Intervention de Michelle Demessine

Réunion du 16 juillet 2009 à 22h30
Programmation militaire pour les années 2009 à 2014 — Vote sur l'ensemble

Photo de Michelle DemessineMichelle Demessine :

Monsieur le président, monsieur le ministre, mes chers collègues, nous arrivons au terme d’un débat tronqué sur ce projet de loi relatif à la programmation militaire pour les années 2009 à 2014.

Je dis bien « débat tronqué », car nous n’avons pas eu de véritable discussion au Sénat. En effet, cédant aux pressions du Président de la République, la majorité sénatoriale a accepté de voter « conforme », c’est-à-dire sans le modifier, le texte qui avait auparavant été examiné par l’Assemblée nationale.

Nous avons assisté au spectacle un peu dérisoire, mais dangereux pour la démocratie, d’un gouvernement qui ne se donnait pratiquement pas la peine de répondre à nos arguments – nous en avons eu l’illustration ce matin –, contrairement à M. le rapporteur et, parfois, à M. le rapporteur pour avis de la commission des lois, qui ont au moins eu cette courtoisie.

Ce texte n’ayant en aucune manière évolué, vous comprendrez que nous y demeurions opposés.

Le projet de loi de programmation militaire, prétendument destiné à adapter nos armées aux réalités d’aujourd’hui, est fondé sur des conceptions stratégiques que nous ne partageons pas et utilise des moyens que nous récusons. Il est également très fortement inspiré par la logique purement comptable de la RGPP, qui prévoit de supprimer 54 000 emplois en cinq ans dans ce secteur. Nous le contestons donc sur plusieurs points.

D’abord, nous nous opposons à la réorientation stratégique fondamentale décidée par le Président de la République et consistant à réintégrer le commandement militaire de l’OTAN. Cette réorientation s’est faite sans conditions et sans avoir obtenu de réelles avancées dans la construction d’une politique européenne de défense.

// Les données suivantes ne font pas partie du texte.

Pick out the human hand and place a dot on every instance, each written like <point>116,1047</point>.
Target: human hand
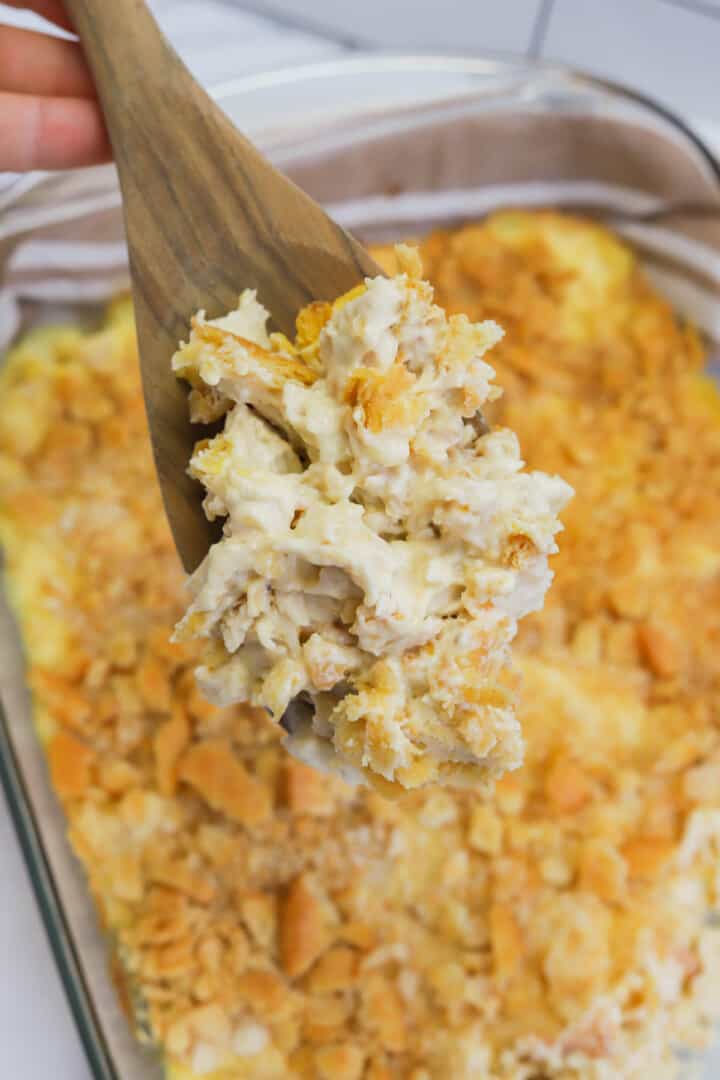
<point>49,113</point>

Ensuite, la modification de quelques articles du code de la défense pour les adapter au nouveau concept de « stratégie de la sécurité nationale », qui se substitue à la défense nationale et à la sécurité intérieure, n’est pas compatible avec notre modèle républicain. Une telle évolution a pour conséquence une concentration des pouvoirs en la matière entre les mains du seul Président de la République, avec la création du Conseil de défense et de sécurité nationale, ce qui introduit un déséquilibre institutionnel.

L’extension du secret de la défense nationale à des lieux, et non plus seulement à des documents, qui restreint les pouvoirs d’enquête des magistrats, est également une disposition dangereuse pour la démocratie, de nature à modifier gravement l’équilibre des pouvoirs entre l’exécutif et le judiciaire. En outre, de telles dispositions n’ont pas leur place dans une loi de programmation militaire.

D’un point de vue budgétaire, nous critiquons tout aussi fortement la manière dont cette loi de programmation sera financée. Si nous ne remettons pas en cause la nécessité des programmes d’équipement de nos forces, à l’exception de la place trop importante qui est accordée à l’armement nucléaire, nous nous opposons au fait que l’essentiel du financement repose sur un aussi vaste plan de suppression d’emplois et sur des recettes exceptionnelles provenant de cessions immobilières et de ventes de fréquences très incertaines.

Enfin, cette loi de programmation souffre d’un manque de perspectives cohérentes en matière de politique industrielle de défense. Nous refusons tout particulièrement le processus de privatisation des deux industries stratégiques de ce secteur que sont DCNS et SNPE.

Telles sont les principales raisons pour lesquelles le groupe CRC-SPG votera contre ce projet de loi de programmation militaire.